A local projection is a statistical framework that accounts for the relationship between an exogenous variable and an endogenous variable, measured at different time points. Local projections are often applied in impulse response analyses and direct forecasting. While local projections are becoming increasingly popular because of their robustness to misspecification and their flexibility, they are less statistically efficient than standard methods, such as vector autoregression. In this study, we seek to improve the statistical efficiency of local projections by developing a fully Bayesian approach that can be used to estimate local projections using roughness penalty priors. By incorporating such prior-induced smoothness, we can use information contained in successive observations to enhance the statistical efficiency of an inference.
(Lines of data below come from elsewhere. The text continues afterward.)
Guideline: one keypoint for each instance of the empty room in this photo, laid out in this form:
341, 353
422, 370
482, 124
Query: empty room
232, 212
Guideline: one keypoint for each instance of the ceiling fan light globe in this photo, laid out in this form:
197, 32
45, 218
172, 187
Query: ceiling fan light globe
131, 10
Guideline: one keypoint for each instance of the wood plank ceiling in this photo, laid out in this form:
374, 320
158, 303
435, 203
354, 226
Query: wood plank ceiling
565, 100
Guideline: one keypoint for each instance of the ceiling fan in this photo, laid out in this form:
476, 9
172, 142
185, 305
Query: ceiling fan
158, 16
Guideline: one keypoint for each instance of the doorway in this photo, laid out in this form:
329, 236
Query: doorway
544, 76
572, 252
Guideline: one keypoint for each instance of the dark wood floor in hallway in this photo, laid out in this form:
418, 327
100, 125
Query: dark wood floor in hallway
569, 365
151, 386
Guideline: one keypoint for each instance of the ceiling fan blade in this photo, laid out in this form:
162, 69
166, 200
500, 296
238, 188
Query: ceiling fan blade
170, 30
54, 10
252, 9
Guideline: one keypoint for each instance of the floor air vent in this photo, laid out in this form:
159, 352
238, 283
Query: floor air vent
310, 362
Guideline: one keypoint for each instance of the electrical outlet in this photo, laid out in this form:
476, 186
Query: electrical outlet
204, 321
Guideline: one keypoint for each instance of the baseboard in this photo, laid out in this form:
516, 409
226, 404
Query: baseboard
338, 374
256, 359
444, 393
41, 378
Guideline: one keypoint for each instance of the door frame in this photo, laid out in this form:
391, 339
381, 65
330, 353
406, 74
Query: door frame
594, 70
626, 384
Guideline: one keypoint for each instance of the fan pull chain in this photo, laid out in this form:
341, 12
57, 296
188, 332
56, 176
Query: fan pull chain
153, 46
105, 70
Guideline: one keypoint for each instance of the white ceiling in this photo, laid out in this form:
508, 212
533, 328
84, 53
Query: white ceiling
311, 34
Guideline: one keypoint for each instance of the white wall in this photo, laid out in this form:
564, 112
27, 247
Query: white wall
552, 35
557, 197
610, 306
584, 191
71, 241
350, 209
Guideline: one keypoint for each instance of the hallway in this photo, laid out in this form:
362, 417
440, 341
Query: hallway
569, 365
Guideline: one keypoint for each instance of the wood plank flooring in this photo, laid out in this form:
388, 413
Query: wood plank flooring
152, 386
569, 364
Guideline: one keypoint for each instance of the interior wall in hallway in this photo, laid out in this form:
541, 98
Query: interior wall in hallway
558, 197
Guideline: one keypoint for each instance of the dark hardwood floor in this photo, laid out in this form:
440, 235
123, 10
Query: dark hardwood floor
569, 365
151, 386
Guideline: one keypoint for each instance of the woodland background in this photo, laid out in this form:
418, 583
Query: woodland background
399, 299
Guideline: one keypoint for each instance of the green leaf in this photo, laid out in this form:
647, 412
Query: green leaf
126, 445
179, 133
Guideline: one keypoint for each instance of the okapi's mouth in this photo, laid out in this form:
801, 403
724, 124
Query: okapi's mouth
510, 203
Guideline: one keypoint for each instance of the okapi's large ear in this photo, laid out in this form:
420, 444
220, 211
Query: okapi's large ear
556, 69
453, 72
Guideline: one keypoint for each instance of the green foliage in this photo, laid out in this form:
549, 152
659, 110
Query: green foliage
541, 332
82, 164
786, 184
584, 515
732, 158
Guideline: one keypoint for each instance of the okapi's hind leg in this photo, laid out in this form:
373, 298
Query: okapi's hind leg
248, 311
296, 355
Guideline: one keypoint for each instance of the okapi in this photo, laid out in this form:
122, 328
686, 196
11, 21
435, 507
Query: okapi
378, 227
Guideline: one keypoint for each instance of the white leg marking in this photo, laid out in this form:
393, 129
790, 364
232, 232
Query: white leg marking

We apply the proposed approach to an analysis of monetary policy in the United States, showing that the roughness penalty priors successfully estimate the impulse response functions and improve the predictive accuracy of local projections.

Suggested Citation

  • Masahiro Tanaka, 2020. "Bayesian Inference of Local Projections with Roughness Penalty Priors," Computational Economics, Springer;Society for Computational Economics, vol. 55(2), pages 629-651, February.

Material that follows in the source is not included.